ロジスティクス食品の輸出・輸入・国内物流に特化した専門展「国際食品物流EXPO」(Food LogiX)が3日、幕張メッセ(千葉氏美浜区)で開幕した。会場のホール内には、物流企業や物流関連ソリューション企業のブースが立ち並ぶ一方、同じ空間に輸出向け食品メーカーの展示も数多く並び、“食品物流における商流と物流”を同時に見渡せる展示会となっている。同展示会は5日まで開催される。

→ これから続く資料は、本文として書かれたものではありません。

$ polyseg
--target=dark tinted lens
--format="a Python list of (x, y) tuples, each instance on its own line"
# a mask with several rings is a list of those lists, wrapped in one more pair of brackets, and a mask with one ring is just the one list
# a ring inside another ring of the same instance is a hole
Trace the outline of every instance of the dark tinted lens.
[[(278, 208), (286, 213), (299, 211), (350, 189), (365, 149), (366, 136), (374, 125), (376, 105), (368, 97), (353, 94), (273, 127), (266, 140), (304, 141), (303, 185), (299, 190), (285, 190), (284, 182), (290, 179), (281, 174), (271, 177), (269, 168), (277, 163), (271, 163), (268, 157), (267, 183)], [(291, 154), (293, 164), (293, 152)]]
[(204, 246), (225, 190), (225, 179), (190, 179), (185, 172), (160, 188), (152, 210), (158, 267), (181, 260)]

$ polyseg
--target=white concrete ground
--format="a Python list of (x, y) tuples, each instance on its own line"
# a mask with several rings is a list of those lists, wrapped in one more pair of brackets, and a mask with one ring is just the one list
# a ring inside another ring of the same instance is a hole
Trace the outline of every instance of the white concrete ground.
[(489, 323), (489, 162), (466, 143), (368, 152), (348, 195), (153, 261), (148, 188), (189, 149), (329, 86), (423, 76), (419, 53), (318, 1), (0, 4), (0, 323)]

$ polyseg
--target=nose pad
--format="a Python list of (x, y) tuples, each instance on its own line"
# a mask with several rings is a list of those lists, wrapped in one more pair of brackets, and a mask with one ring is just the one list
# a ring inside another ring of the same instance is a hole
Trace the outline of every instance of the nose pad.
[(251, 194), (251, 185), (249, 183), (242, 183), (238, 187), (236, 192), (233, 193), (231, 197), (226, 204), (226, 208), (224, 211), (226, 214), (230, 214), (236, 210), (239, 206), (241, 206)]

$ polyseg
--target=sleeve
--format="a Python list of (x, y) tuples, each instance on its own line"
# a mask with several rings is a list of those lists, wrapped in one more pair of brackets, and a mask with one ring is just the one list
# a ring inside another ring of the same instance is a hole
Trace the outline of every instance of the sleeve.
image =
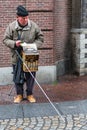
[(41, 29), (36, 25), (36, 32), (35, 32), (35, 44), (37, 48), (41, 47), (44, 42), (44, 36)]

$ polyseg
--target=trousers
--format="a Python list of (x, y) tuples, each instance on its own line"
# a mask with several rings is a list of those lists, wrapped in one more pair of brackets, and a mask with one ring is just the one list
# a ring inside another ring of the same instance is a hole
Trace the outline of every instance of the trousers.
[[(14, 68), (15, 66), (13, 66), (13, 73), (14, 73)], [(31, 72), (33, 77), (36, 77), (36, 72)], [(26, 82), (26, 94), (28, 95), (32, 95), (33, 94), (33, 88), (34, 88), (34, 78), (32, 77), (32, 75), (29, 72), (24, 72), (24, 76), (25, 76), (25, 82)], [(15, 88), (16, 88), (16, 93), (17, 95), (23, 95), (24, 93), (24, 84), (20, 84), (20, 83), (15, 83)]]

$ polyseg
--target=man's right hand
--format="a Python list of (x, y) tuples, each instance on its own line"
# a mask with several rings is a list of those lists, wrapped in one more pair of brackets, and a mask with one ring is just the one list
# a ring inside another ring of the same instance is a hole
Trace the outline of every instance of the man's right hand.
[(19, 47), (21, 45), (21, 40), (16, 41), (16, 46)]

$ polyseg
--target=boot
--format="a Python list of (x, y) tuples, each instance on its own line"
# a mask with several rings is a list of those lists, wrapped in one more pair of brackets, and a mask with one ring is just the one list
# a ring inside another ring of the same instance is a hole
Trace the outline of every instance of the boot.
[(23, 100), (22, 95), (17, 95), (14, 97), (14, 103), (20, 103)]
[(36, 102), (36, 99), (34, 98), (33, 95), (29, 95), (29, 96), (27, 96), (27, 100), (28, 100), (29, 102), (31, 102), (31, 103)]

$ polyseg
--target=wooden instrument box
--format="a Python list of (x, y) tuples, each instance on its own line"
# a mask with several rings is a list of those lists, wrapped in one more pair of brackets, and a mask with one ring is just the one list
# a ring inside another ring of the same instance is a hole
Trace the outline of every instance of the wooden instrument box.
[[(39, 60), (38, 52), (23, 52), (22, 58), (23, 58), (24, 63), (27, 65), (28, 69), (31, 72), (35, 72), (38, 70), (38, 60)], [(29, 72), (27, 67), (23, 64), (24, 72)]]

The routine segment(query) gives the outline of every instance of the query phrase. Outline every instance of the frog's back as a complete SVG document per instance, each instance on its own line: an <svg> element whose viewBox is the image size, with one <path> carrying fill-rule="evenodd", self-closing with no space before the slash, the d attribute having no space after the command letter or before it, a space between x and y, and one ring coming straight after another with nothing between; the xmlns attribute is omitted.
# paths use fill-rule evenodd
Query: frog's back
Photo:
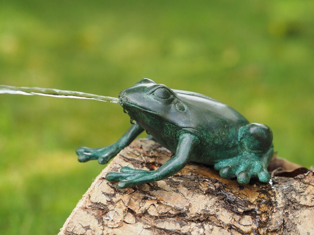
<svg viewBox="0 0 314 235"><path fill-rule="evenodd" d="M221 154L237 154L239 130L249 123L243 116L229 106L204 95L173 91L188 110L191 123L188 127L197 129L202 134L202 148L207 155L204 157L208 159L209 155L214 160L221 158ZM198 159L203 162L199 157Z"/></svg>

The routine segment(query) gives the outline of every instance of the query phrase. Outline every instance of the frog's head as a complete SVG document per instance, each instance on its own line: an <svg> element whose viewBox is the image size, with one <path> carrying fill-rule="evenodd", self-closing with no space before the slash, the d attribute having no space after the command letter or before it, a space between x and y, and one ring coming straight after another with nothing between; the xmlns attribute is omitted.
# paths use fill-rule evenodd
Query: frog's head
<svg viewBox="0 0 314 235"><path fill-rule="evenodd" d="M156 124L156 120L173 122L184 119L187 112L171 89L147 78L122 91L119 98L125 112L145 128Z"/></svg>

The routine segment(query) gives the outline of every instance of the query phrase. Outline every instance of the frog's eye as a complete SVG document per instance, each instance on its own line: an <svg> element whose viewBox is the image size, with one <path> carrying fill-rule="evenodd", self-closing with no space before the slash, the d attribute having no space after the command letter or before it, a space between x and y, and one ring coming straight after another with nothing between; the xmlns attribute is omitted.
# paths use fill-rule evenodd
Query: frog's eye
<svg viewBox="0 0 314 235"><path fill-rule="evenodd" d="M153 95L161 99L166 99L172 96L172 94L167 89L164 87L160 87L156 89L153 92Z"/></svg>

会場は食品物流をテーマに、保冷・鮮度管理、包装・検査、通関支援、輸出入サポートなど、サプライチェーンを構成する幅広い領域のソリューションが一堂に集結。来場者は、輸送・保管の仕組みから輸出用食品の商品づくり、海外販路拡大のサポートまで、多様な展示を横断して比較できるつくりとなっている。

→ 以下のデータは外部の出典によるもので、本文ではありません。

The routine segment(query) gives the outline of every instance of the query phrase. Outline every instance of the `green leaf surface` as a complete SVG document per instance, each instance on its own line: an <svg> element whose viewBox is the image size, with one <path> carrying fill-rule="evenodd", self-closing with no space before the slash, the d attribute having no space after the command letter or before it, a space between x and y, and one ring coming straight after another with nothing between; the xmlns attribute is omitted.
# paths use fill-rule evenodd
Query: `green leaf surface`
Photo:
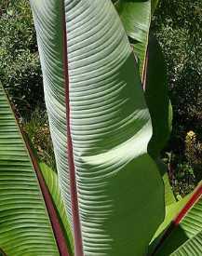
<svg viewBox="0 0 202 256"><path fill-rule="evenodd" d="M127 34L131 39L142 76L151 22L151 0L120 0L116 8Z"/></svg>
<svg viewBox="0 0 202 256"><path fill-rule="evenodd" d="M58 175L45 163L39 163L40 170L42 171L46 184L49 190L54 205L57 209L61 223L65 233L65 238L68 244L70 255L74 255L74 240L71 232L69 221L67 219L63 201L61 199L61 191L59 187Z"/></svg>
<svg viewBox="0 0 202 256"><path fill-rule="evenodd" d="M0 84L0 249L59 256L32 160Z"/></svg>
<svg viewBox="0 0 202 256"><path fill-rule="evenodd" d="M110 0L67 0L64 9L61 1L31 3L60 186L74 236L82 234L75 255L145 255L164 217L164 188L118 15Z"/></svg>

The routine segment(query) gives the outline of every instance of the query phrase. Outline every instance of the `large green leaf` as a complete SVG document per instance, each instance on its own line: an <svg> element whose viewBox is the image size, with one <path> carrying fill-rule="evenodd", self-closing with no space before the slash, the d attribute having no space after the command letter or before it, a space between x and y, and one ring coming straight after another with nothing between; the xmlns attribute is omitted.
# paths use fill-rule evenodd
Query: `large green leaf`
<svg viewBox="0 0 202 256"><path fill-rule="evenodd" d="M149 154L157 158L166 146L172 128L172 107L168 98L167 68L161 48L150 36L144 77L145 99L153 124Z"/></svg>
<svg viewBox="0 0 202 256"><path fill-rule="evenodd" d="M164 217L164 188L118 15L110 0L31 4L75 255L145 255Z"/></svg>
<svg viewBox="0 0 202 256"><path fill-rule="evenodd" d="M185 207L174 219L174 226L171 225L168 235L166 233L163 239L160 240L161 244L158 246L155 255L201 255L202 183L198 185L191 196L174 204L173 207L171 206L170 218L172 218L173 212L176 214L176 209L184 206L184 203L186 203Z"/></svg>
<svg viewBox="0 0 202 256"><path fill-rule="evenodd" d="M139 59L142 77L151 22L151 0L120 0L116 8Z"/></svg>
<svg viewBox="0 0 202 256"><path fill-rule="evenodd" d="M0 84L1 249L7 256L59 255L35 171Z"/></svg>

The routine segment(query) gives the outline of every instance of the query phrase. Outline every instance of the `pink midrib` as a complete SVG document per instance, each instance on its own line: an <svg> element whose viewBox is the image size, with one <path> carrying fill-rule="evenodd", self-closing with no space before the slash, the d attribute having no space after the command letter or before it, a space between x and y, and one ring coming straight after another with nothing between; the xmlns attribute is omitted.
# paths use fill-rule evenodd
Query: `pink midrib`
<svg viewBox="0 0 202 256"><path fill-rule="evenodd" d="M62 6L63 74L64 74L66 120L67 120L67 159L68 159L68 166L69 166L72 218L73 218L73 228L74 228L74 255L84 256L80 217L79 217L79 208L78 208L75 166L74 166L74 153L73 153L73 141L72 141L71 127L70 127L71 105L70 105L70 81L69 81L69 71L68 71L67 30L66 30L64 3L62 5L63 5Z"/></svg>
<svg viewBox="0 0 202 256"><path fill-rule="evenodd" d="M163 235L162 238L160 239L159 244L155 249L154 252L151 256L155 256L155 253L161 249L163 243L167 240L167 238L170 236L172 231L181 223L183 218L186 216L188 211L192 209L192 207L200 199L202 195L202 184L195 191L192 197L186 203L185 207L180 211L174 221L171 222L169 227L167 229L165 234Z"/></svg>

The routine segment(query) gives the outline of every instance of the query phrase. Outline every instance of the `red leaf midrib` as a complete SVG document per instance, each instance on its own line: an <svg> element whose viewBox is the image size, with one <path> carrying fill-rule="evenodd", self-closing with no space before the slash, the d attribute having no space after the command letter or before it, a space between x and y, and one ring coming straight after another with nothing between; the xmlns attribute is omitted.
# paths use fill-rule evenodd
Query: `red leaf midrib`
<svg viewBox="0 0 202 256"><path fill-rule="evenodd" d="M66 18L65 18L65 7L64 1L62 1L62 31L63 31L63 75L64 75L64 87L65 87L65 103L66 103L66 120L67 120L67 159L69 166L69 179L70 179L70 194L72 203L72 218L73 228L74 236L74 254L75 256L84 256L82 234L79 217L76 176L75 176L75 165L74 159L73 141L71 136L70 127L70 81L68 71L68 50L67 50L67 29L66 29Z"/></svg>

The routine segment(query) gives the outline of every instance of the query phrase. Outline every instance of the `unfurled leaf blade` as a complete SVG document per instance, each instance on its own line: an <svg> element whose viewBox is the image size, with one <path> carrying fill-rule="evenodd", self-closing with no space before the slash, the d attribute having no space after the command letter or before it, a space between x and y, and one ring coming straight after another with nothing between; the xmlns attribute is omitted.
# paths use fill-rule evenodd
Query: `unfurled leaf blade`
<svg viewBox="0 0 202 256"><path fill-rule="evenodd" d="M31 4L74 253L144 255L164 217L164 188L118 15L110 0Z"/></svg>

同時開催の「“日本の食品”輸出EXPO」には、海外販路の拡大を狙う食品メーカーが多く出展し、抹茶、菓子、調味料、加工食品、冷凍食品に加えて、果物、畜産品、海産物といった農水産物をアピールする企業も目立った。アジア、欧米、中東などからのバイヤーが訪れ、輸出向け商品の特徴や認証対応、原料調達、保冷物流との連携などを各社が丁寧に説明していた。

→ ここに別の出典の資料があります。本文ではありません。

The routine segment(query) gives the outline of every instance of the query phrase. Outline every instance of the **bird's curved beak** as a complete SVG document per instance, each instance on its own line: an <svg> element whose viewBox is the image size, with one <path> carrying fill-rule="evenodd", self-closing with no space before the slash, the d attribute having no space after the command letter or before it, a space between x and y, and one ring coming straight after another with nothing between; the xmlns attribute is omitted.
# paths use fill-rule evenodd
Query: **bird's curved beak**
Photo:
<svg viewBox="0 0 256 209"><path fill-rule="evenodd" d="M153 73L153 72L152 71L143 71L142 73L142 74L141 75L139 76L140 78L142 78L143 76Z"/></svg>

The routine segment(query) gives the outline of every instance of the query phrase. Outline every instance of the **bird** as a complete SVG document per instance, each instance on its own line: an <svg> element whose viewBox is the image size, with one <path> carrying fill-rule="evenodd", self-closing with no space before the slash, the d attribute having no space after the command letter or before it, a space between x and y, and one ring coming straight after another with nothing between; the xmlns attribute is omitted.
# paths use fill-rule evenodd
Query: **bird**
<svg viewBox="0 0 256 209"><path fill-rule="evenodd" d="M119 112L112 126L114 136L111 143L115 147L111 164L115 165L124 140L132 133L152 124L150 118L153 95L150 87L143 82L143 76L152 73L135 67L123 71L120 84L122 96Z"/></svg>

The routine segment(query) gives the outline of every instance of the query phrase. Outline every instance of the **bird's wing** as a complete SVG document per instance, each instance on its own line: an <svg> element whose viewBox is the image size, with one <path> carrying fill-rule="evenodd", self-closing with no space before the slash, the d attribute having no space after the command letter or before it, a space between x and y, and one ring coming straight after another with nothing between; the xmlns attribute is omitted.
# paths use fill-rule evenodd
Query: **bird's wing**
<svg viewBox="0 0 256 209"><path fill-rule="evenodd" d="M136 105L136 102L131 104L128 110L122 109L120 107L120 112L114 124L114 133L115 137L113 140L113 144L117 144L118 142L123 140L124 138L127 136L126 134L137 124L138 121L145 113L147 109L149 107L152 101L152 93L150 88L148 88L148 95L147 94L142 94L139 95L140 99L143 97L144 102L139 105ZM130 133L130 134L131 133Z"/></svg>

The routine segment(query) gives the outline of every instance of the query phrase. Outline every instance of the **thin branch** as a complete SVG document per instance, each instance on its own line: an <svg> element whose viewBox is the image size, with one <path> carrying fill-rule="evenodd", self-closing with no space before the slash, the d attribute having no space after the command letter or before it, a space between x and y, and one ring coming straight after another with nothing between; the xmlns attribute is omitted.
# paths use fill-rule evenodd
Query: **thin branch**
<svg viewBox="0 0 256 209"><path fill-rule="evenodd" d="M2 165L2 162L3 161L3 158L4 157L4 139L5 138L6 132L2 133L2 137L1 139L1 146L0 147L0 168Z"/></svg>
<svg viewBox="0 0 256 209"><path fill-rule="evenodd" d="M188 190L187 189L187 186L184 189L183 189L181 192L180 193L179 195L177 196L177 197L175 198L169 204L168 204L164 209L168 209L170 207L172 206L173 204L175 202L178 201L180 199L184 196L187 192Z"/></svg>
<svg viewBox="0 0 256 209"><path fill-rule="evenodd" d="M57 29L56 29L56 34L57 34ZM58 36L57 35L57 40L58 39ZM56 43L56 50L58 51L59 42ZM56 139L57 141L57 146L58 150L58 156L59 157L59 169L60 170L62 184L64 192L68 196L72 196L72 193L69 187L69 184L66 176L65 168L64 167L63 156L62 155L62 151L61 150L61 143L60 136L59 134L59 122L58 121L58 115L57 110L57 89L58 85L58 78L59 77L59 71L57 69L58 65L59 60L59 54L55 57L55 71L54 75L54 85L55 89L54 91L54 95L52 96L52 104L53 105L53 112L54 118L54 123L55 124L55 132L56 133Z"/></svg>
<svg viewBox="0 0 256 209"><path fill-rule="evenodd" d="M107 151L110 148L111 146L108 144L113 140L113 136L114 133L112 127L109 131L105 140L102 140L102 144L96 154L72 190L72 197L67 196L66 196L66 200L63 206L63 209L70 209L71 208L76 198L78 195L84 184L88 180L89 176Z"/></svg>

出展者からは、「国内の消費の伸びは今ひとつだが、円安に後押しされて海外での需要が伸びている。日本の食品は安全で質が高いことからブランド価値も高まっており、好機を逃さずビジネスに結びつけたい」といった声も聞かれ、現場の前向きな姿勢がうかがえた。

▲会場の様子
会場では多様な食品が展示されていたが、中でも目を引いたのは抹茶関連の商品の多さだ。緑茶、とくに抹茶を含む粉末茶の輸出はここ数年で大幅に拡大。農林水産省の統計によれば、2024年の緑茶輸出額は364億円と過去最高を記録。10年前と比較して3倍以上に伸びている。海外ではブームを過ぎ、もはや定番の日本食材となっている。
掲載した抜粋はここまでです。